L'urgence climaquoi?

Le 28 mai, le Grand Conseil vaudois a rejeté par 71 voix contre 69 l’initiative présentée par Yvan Luccarini, au nom d’Ensemble à Gauche. Elle proposait une nouvelle loi pour orienter l’action publique face à la crise climatique. Après une heure trente de débat, le parlement vaudois a préféré les déclarations creuses à l’action concrète.
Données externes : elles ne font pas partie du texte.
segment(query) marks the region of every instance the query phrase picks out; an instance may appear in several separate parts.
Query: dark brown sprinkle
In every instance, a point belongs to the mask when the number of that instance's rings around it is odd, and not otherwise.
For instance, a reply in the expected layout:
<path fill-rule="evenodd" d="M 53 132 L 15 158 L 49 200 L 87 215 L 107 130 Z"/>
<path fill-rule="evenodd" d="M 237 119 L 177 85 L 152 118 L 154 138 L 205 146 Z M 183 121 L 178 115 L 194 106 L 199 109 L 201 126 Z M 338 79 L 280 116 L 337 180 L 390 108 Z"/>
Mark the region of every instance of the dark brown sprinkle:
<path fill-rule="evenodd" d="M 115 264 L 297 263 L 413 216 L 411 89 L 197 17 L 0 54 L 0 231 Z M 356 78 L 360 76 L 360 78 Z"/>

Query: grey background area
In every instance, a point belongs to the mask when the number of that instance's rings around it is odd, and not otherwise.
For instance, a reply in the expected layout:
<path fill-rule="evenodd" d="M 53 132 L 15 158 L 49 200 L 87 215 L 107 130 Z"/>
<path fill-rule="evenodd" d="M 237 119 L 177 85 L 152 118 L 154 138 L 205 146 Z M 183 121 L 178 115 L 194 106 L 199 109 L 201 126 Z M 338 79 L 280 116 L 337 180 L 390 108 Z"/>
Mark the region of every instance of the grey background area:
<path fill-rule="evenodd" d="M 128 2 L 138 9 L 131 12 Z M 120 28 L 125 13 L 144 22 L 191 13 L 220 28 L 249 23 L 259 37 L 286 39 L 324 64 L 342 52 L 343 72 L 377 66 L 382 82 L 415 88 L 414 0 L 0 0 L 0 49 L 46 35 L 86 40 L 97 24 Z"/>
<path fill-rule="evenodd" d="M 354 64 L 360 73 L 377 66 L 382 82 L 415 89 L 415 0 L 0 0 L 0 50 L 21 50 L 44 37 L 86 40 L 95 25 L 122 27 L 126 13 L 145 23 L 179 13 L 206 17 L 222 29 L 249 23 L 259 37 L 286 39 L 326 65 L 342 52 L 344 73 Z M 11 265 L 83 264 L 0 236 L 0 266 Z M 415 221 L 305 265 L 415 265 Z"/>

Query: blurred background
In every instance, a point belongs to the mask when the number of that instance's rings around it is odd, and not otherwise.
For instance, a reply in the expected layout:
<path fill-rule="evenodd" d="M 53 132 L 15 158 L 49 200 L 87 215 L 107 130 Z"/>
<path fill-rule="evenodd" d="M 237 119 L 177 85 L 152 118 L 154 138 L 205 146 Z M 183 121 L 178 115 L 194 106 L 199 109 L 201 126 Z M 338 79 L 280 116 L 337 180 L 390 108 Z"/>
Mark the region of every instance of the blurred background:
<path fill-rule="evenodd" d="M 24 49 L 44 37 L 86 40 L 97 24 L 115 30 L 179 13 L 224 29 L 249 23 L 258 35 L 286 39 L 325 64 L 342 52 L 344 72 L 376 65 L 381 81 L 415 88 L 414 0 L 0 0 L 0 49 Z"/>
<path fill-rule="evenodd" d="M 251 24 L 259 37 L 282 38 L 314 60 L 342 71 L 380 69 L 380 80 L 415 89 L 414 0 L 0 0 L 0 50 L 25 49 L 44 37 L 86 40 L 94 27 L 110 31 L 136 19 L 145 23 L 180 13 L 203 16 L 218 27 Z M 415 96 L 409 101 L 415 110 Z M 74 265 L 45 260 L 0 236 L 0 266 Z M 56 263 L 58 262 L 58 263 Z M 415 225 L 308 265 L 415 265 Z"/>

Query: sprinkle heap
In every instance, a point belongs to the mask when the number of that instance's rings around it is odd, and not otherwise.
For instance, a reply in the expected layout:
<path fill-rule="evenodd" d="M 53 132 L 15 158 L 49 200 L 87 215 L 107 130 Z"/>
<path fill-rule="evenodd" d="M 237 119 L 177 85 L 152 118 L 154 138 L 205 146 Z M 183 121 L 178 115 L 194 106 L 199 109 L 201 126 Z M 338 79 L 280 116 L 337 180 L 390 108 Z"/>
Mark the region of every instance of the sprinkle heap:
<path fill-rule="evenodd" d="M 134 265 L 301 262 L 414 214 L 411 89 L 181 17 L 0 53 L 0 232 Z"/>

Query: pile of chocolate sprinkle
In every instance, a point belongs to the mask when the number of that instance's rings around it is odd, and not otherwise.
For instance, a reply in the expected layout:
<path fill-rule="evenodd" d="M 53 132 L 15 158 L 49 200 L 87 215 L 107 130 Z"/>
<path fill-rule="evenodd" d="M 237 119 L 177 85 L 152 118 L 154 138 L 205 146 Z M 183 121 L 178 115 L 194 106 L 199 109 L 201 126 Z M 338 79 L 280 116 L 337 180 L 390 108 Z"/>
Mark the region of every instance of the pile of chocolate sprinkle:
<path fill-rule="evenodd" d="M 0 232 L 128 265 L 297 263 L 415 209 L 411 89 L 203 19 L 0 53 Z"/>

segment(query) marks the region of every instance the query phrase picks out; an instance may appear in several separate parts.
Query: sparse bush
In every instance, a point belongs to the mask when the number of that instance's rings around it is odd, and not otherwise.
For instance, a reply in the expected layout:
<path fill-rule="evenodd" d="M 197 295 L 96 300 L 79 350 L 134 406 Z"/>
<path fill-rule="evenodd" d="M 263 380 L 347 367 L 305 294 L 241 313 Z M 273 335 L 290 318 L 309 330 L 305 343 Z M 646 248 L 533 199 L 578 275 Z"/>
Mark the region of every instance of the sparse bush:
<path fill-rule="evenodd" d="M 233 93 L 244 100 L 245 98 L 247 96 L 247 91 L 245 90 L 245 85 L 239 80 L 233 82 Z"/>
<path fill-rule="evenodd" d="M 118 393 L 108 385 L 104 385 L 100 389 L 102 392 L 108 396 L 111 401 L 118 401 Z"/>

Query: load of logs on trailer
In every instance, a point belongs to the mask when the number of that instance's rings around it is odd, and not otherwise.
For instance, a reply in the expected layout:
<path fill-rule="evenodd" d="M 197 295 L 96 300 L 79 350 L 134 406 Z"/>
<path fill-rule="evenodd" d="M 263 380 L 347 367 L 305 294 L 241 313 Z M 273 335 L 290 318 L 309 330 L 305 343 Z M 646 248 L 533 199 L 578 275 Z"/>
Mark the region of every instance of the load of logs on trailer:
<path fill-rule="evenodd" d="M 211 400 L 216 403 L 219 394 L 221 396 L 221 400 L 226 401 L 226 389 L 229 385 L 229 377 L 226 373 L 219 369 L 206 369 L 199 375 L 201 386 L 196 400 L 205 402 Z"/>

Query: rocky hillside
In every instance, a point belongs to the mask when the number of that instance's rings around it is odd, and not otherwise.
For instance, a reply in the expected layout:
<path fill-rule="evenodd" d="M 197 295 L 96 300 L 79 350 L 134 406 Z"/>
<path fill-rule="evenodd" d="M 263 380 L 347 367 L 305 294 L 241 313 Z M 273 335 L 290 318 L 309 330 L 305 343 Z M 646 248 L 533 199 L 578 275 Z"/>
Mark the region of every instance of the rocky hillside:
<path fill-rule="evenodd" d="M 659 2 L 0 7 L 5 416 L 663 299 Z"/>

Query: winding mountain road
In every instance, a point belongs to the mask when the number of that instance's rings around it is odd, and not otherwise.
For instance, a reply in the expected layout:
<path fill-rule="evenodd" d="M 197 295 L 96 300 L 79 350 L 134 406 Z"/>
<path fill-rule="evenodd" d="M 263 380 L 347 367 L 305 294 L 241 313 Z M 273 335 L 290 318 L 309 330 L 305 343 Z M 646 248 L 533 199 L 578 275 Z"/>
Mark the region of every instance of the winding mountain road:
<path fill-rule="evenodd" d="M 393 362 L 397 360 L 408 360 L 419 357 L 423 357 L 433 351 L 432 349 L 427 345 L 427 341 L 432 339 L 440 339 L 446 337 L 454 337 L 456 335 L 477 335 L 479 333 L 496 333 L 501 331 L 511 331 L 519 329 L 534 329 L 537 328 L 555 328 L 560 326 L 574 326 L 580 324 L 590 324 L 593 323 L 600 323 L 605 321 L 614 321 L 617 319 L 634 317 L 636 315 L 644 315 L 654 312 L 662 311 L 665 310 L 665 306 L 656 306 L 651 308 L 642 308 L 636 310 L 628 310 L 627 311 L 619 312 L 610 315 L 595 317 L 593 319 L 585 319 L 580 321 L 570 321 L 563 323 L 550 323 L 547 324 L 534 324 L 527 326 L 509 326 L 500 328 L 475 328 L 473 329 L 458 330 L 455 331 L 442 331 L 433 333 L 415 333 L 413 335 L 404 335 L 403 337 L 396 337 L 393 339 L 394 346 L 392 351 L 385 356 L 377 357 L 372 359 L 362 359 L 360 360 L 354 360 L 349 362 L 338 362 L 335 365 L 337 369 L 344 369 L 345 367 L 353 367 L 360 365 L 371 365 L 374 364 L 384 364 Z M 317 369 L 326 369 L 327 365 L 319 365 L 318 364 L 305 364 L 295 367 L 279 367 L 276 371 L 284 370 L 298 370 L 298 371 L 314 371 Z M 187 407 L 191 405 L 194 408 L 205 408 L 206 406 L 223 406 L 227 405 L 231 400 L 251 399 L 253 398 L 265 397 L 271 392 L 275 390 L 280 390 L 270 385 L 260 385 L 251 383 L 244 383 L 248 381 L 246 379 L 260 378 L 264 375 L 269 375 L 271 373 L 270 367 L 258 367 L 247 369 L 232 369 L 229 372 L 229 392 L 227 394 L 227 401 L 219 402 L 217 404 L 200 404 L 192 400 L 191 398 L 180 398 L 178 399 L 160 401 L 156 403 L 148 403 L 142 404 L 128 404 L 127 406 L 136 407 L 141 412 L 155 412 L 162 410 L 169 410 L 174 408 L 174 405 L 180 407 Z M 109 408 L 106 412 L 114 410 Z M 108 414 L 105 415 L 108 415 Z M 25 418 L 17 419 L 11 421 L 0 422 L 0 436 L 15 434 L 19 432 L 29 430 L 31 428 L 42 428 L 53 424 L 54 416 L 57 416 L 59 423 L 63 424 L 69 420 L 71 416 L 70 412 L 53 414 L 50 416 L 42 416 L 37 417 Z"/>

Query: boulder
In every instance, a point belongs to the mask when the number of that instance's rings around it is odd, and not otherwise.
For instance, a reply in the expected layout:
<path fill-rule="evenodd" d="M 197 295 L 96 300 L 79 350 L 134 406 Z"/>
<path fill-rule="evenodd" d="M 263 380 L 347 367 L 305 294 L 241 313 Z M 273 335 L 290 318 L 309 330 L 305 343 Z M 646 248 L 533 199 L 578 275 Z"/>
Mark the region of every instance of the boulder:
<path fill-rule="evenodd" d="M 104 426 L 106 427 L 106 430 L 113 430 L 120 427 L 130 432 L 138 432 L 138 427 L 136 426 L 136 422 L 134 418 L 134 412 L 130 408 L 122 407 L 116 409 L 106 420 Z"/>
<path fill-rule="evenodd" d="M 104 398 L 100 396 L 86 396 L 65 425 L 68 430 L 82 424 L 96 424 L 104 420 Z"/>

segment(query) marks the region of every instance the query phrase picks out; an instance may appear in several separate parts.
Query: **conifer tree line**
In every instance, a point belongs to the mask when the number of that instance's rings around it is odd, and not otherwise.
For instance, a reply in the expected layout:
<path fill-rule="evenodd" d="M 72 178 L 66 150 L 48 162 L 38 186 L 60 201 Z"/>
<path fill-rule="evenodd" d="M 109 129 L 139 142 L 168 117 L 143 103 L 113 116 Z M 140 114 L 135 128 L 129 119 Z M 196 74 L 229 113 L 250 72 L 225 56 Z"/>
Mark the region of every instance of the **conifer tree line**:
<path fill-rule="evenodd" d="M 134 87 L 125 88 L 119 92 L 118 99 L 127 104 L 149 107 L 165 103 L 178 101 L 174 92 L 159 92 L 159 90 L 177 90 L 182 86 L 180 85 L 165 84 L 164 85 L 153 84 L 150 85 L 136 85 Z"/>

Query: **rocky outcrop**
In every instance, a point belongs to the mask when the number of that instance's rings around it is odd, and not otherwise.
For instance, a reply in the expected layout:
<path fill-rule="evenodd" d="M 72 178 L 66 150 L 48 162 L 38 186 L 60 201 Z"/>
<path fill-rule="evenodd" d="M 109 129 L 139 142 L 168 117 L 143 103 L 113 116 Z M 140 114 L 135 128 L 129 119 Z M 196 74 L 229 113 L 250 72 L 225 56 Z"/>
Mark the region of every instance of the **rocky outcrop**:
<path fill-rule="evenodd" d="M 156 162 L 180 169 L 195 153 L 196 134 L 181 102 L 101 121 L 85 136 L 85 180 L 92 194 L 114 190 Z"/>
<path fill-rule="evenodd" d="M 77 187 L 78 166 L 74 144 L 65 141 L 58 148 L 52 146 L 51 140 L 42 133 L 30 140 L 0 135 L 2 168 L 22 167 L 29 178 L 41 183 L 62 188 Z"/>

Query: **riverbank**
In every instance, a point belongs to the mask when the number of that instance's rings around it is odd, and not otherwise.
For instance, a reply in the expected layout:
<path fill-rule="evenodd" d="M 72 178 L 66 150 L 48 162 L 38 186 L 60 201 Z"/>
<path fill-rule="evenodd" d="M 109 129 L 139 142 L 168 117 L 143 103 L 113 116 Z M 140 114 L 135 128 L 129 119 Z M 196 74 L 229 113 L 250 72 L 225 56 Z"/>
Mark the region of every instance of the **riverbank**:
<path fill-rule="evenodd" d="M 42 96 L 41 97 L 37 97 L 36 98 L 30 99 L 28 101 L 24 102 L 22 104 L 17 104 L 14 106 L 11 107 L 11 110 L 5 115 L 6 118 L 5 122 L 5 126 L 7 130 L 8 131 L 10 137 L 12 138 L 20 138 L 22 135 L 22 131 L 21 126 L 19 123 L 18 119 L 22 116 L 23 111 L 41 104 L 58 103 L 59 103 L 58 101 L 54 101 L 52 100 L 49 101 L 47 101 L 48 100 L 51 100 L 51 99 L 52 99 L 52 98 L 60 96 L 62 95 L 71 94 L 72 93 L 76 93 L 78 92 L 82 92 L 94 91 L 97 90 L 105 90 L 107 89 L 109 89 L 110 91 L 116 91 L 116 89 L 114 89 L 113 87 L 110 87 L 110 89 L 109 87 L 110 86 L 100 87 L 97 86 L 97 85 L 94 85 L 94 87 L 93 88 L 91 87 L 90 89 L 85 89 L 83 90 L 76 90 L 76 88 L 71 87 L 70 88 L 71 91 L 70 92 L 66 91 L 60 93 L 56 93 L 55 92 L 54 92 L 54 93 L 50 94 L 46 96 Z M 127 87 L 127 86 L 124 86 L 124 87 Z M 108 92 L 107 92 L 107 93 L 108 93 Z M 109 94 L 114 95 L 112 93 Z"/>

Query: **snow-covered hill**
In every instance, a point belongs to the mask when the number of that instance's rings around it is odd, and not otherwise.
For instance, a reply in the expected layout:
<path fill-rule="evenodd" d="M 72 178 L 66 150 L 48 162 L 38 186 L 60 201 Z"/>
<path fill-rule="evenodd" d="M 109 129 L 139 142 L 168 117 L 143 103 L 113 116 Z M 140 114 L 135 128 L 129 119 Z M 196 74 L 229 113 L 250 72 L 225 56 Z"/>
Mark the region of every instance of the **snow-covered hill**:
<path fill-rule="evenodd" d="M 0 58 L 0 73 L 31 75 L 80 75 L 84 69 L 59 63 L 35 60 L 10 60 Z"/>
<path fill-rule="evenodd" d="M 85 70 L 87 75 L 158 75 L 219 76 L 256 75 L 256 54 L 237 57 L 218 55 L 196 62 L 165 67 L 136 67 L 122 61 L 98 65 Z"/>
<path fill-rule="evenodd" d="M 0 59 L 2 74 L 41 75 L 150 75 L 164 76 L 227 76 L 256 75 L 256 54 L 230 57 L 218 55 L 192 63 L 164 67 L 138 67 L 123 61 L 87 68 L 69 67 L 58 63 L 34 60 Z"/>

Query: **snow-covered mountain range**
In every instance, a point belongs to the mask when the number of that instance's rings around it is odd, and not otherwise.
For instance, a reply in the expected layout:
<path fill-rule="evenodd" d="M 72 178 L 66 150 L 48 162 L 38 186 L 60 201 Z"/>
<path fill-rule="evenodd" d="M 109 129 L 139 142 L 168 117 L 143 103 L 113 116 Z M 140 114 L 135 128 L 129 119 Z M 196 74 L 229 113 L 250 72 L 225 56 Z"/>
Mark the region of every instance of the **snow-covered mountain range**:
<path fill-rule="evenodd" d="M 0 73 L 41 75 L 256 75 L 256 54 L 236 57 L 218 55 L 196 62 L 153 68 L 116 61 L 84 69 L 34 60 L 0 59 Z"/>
Manifestation pour le climat, Lausanne, mars 2019. Photo: Gustave Deghilage

Manifestation pour le climat, Lausanne, mars 2019. Photo: Gustave Deghilage

Voici comment le député Yvan Luccarini rend compte de ces débats, souvent virulents, sur le blogue de Décroissance-Alternatives (les intertitres sont de la rédaction):

«Au cours du débat, les propositions du texte ont été qualifiées d’extrémistes et d’idéologiques, en les réduisant à un soi-disant programme électoraliste et communiste. Cette initiative a aussi été assimilée à une prise d’otages qui ne laissait aucune marge de manœuvre au parlement, un député PLR a même annoncé qu’il préférait déménager en Corée du Nord si une pareille loi venait à être acceptée…

Plus grotesque encore, l’une des mesures, qui proposait trois repas végétariens par semaines dans les structures gérées par l’État, a suscité par trois fois des réactions virulentes. Doit-on en déduire que certain·e·s député·e·s ont un problème dogmatique avec la consommation de fruits et de légumes?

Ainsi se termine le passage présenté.